The datey approach: a fixed annual grid
datey picks one standardised, precise
mapping from dates onto an annual grid, and guarantees that arithmetic
on that grid is exact and associative. Every datey and
durationy is stored internally as a count of
clicks, where one click is 1 / 534 360 of a year, a number
chosen so that 1/365 and 1/366 of a year, and useful fractions of days
and years, are represented exactly.
With this approach, date and duration calculations reduce to plain old integer arithmetic which is both precise and associative.
The practical consequence is that the two-steps-vs-one-step problem above simply does not arise:
start <- start_day(2000, 1, 1)
half_year <- durationy(0.5)
two_steps <- (start + half_year) + half_year
one_step <- start + (half_year + half_year)
two_steps
#> [1] 2001-01-01.0
one_step
#> [1] 2001-01-01.0
identical(two_steps, one_step)
#> [1] TRUE(a + d1) + d2 == a + (d1 + d2) for any
datey a and durationys
d1, d2 – always, exactly, regardless of leap
years or the order of operations.
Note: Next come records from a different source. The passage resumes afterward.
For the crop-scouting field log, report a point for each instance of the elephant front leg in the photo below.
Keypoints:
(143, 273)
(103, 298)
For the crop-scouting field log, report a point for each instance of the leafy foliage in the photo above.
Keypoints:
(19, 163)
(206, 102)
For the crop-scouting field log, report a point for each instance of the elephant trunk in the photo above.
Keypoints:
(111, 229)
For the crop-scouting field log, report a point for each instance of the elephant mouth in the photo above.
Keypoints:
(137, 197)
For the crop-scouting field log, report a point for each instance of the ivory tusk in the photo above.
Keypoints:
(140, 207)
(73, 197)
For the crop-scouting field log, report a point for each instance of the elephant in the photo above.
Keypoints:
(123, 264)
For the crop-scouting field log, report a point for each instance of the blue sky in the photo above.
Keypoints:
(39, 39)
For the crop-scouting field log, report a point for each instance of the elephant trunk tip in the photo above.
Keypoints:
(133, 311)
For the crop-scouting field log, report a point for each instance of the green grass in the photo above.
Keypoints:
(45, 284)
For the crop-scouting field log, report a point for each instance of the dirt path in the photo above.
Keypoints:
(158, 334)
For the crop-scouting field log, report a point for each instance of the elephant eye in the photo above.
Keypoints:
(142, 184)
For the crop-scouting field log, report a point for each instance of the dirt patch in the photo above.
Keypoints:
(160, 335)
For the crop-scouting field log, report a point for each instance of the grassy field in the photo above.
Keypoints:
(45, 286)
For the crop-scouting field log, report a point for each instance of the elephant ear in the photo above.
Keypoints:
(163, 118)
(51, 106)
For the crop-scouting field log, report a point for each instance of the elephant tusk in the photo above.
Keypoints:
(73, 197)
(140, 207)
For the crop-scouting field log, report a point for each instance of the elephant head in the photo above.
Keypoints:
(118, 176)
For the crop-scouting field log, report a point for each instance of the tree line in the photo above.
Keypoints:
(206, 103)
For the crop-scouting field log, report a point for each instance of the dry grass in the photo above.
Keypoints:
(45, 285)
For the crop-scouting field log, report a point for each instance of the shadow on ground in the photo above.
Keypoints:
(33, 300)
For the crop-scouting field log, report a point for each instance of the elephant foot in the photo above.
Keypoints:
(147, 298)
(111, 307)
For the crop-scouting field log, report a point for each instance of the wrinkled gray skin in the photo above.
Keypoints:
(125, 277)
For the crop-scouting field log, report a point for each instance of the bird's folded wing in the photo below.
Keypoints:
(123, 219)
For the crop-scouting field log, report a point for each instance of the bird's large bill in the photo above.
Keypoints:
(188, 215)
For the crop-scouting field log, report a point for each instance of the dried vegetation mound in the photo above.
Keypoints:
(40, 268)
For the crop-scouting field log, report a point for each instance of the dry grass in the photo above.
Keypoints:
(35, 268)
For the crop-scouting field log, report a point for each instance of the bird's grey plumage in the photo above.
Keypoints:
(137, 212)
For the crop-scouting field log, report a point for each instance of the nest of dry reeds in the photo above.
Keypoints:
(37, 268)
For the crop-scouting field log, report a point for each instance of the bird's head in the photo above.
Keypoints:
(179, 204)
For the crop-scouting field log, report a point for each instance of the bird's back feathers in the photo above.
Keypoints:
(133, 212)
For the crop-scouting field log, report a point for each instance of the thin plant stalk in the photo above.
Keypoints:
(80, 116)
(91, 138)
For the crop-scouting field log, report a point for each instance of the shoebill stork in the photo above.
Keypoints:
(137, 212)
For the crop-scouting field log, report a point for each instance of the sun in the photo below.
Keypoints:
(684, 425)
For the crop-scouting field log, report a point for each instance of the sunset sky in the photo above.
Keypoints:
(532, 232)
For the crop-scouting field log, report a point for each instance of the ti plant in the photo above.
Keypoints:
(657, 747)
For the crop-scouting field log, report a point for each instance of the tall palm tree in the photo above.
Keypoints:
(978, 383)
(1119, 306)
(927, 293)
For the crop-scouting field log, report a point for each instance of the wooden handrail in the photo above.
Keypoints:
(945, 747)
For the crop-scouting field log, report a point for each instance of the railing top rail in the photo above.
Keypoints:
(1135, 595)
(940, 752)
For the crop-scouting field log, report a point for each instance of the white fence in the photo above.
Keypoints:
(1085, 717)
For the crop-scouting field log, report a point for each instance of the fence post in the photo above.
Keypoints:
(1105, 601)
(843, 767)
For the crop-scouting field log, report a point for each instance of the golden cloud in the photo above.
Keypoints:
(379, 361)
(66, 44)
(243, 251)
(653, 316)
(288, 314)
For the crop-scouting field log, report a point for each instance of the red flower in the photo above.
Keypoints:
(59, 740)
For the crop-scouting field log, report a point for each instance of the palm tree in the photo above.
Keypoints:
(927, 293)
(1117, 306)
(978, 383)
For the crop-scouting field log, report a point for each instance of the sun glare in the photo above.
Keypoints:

That’s the guarantee
datey is built around, and the [specification][spec]
sets it out precisely.
Interval algebra for rate periods
Actuarial calculations very often involve asking “for how much of this period did rate X apply?” – e.g. combining a policy’s time at risk with the period over which a particular assumption set is valid.
datey represents time intervals as
datey_intervals, written start %to% end. These
are half-open, i.e. [start, end), intervals, which means
consecutive periods interlock precisely without gaps or
double-counting.
datey provides interval algebra to work with time intervals directly:
time_at_risk <- start_day(2023, 4, 1) %to% end_day(2024, 4, 1)
rate_period_2024 <- start_day(2024, 1, 1) %to% end_day(2025, 12, 31)
# the part of the time at risk to which the 2024 rate applies
overlap <- time_at_risk & rate_period_2024
overlap
#> [1] [2024-01-01.0, 2024-04-02.0)
# ... as a duration in years, ready to multiply by an annual rate
durationy(overlap$end - overlap$start)
#> [1] 0.251366 yrStandardised day-fractions for exposure calculations
Because a datey can represent a position within
a day (as a fraction of a year), datey provides
start_day(), mid_day() and
end_day() for the three points within a day that come up
most often:
-
start_day()– the day is included from its start. Use this e.g. for the start of a period at risk. -
end_day()– the day is included up to and including its end. This is often how the end of risk periods are specified. -
mid_day()– on average, an event such as death occurs halfway through the day it is recorded on.
Choosing consistently between these (rather than, say, always using midnight) improves clarity and accuracy as to what events are and are not included in a time period.
y <- 2026L
m <- 1L
d <- 1L
one_day_period <- start_day(y, m, d) %to% end_day(2026, m, d)
one_day_period
#> [1] [2026-01-01.0, 2026-01-02.0)
mid <- mid_day(y, m, d)
mid
#> [1] 2026-01-01.5
interval_includes(one_day_period, mid)
#> [1] TRUEWhat datey deliberately leaves out
To keep the guarantees above simple and dependable, datey is very narrowly scoped. It is not the right tool for:
- General date arithmetic for output, e.g. “what date is 3 months from now” for a calendar shown to a user.
- Parsing or formatting dates beyond the simple
YYYY-MM-DD[.fff]representation. - Time zones, daylight saving time, leap seconds, or different calendars.
Packages like clock and lubridate already do that.
The trade-off is deliberate: by refusing to be a general date library, datey can make a precise, associative annual grid the representation for rate-related calculations, with one well-defined answer regardless of how the calculation is structured.